What should Python dictionaries be used for?

Whenever I use a package and get a dictionary returned from an API call I struggle to know what is in it, what the meanings of the values are and whether those values are always going to be there or only in specific circumstances. Whilst dictionaries have their place and are the only choice for certain use cases, they also have limitations and shouldn’t be used in certain cases. Below I’ll discuss a few example scenarios where dictionaries are useful and where they should be avoided.

Let’s start with the use case they are best for – looking up values based on a key. For example, if you have a bunch of users and need to look up their address by their id, use a dictionary. Lists or other data structures would be inefficient since lookups in lists usually are O(N) whereas with dictionaries they are O(1).

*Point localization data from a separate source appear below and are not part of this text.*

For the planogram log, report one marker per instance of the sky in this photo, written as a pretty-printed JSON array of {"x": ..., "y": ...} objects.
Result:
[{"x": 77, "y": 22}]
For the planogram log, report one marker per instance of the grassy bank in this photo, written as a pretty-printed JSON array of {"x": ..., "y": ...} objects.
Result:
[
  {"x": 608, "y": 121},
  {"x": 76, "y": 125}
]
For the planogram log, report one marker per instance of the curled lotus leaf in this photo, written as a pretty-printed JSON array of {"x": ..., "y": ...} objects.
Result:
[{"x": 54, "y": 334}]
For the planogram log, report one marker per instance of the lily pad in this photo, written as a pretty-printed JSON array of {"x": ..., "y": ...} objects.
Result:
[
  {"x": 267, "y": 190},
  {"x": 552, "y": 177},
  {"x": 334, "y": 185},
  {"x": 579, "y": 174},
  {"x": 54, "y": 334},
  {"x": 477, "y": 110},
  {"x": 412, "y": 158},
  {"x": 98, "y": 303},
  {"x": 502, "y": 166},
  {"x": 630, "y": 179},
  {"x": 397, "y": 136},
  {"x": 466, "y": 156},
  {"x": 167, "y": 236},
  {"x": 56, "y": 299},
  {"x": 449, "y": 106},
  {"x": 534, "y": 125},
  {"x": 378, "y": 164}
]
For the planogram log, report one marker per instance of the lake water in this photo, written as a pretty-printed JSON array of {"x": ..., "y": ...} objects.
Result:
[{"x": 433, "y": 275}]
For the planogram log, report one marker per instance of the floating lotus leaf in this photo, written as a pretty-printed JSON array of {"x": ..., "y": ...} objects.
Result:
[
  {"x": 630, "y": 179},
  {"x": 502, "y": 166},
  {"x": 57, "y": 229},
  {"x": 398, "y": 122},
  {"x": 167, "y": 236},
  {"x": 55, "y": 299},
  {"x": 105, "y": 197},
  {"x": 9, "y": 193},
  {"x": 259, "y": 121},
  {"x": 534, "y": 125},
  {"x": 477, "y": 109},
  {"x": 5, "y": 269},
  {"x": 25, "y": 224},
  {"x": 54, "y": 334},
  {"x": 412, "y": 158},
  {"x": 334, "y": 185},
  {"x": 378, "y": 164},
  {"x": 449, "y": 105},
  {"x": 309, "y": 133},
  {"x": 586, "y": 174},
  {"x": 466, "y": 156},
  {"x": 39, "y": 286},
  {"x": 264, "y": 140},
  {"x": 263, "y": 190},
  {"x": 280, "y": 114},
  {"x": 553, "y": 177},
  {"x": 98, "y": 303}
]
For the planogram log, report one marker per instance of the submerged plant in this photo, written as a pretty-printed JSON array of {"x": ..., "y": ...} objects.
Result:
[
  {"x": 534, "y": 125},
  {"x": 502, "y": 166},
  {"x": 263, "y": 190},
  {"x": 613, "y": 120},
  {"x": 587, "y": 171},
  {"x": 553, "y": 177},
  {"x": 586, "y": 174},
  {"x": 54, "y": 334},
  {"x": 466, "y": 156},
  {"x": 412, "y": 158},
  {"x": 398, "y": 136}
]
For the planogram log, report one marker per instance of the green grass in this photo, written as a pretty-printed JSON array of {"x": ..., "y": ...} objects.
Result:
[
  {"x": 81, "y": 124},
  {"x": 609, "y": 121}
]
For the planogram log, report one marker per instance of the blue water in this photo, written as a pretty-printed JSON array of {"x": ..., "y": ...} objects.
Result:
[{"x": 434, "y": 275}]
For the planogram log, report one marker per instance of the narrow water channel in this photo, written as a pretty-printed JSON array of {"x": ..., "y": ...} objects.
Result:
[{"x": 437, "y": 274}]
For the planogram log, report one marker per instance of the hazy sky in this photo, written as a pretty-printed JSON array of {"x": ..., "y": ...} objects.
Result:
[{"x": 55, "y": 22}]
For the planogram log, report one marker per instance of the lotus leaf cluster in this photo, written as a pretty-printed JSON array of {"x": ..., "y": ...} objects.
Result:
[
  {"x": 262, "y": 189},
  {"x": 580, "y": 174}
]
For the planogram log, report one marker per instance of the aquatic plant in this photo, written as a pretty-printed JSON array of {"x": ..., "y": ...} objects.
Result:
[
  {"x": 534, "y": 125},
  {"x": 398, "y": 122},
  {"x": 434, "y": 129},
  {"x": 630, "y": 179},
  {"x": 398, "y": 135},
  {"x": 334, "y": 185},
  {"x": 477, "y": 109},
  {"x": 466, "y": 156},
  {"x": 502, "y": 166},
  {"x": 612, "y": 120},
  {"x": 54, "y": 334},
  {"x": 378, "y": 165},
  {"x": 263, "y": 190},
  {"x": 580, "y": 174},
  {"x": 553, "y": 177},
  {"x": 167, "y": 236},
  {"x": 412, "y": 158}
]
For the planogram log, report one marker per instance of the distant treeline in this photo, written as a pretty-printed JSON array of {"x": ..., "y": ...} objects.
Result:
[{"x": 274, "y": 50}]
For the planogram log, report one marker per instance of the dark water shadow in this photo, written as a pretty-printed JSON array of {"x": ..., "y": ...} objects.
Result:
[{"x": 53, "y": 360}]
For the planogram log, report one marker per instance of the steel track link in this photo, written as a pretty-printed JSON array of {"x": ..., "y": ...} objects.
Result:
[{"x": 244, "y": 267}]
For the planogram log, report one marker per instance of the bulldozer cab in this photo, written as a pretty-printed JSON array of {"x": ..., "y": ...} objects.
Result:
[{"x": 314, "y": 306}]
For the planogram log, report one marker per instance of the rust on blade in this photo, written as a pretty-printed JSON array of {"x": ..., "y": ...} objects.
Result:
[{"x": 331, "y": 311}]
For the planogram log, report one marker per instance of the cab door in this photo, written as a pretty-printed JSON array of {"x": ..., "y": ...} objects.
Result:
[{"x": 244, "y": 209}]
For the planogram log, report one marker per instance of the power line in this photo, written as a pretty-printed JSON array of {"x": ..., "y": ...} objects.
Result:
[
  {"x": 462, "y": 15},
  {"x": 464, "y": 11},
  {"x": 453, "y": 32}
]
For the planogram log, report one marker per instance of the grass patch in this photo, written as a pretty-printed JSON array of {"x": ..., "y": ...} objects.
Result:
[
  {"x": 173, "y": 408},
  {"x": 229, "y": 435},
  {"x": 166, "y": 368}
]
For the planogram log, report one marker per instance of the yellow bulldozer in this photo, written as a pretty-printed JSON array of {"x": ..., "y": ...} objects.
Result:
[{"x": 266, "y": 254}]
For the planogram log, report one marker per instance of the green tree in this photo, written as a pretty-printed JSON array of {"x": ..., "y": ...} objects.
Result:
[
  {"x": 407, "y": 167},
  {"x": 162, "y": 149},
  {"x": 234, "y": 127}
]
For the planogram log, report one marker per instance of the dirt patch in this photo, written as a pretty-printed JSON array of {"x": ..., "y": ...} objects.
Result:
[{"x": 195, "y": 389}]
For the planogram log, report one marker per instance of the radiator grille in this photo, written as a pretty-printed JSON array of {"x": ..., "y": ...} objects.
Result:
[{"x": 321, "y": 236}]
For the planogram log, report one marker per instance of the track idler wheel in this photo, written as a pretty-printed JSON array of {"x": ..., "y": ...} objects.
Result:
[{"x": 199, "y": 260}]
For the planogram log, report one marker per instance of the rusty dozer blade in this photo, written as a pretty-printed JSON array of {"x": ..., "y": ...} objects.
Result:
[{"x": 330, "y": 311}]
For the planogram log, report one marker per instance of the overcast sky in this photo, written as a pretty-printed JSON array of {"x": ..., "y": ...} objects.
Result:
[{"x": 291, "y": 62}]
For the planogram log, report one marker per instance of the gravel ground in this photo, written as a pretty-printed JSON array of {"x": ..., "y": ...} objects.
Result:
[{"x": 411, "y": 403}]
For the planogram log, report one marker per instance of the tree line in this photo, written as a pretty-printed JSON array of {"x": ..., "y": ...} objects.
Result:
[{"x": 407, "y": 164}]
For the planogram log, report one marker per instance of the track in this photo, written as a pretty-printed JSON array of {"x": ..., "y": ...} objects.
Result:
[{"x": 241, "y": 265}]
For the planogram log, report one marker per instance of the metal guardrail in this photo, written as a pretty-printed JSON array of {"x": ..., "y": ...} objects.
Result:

The next example is where dictionaries are commonly used and lead to a poor developer experience – returning them from API calls. For example, let’s imagine a function which returns information about a customer:

def get_user():
    return {
        "id": 1,
        "name": "David Andersson",
        "location": "Australia",
        "products": [
            "apple",
            "chocolate",
            "pencil"
        ]
    }

Without knowing the implementation details, the caller doesn’t get any information about what is contained in the dictionary, what the values mean and whether they are always there or not. You might be aware of TypedDict which is indeed an improvement compared to providing no information at all. There is an even better alternative, providing a dataclass or NamedTuple as a return value. The advantage is that there are well established ways of documenting these kind of data structures using docstrings and they provide the same type safety as TypedDict. For example:

class User(typing.NamedTuple):
    """Information about a user.

    Attributes:
         id: Unique identifier for the user.
         name: The first and last name of the user.
         location: Where the user is located.
         products: The products the user has purchased.
    """

    id: int
    name: str
    location: str | None
    products: list[str]

def get_user() -> User:
    return User(
        id=1,
        name="David Andersson",
        location="Australia",
        products=[
            "apple",
            "chocolate",
            "pencil"
        ]
    )

This means that users of the API get a lot more information about the data being returned, get auto complete in their IDE and get more details about each attribute being returned by the API.

So in conclusion, dictionaries are best used for key-value lookup use cases and other data structures, like dataclass and NamedTuple are more appropriate for most APIs as they are more developer friendly.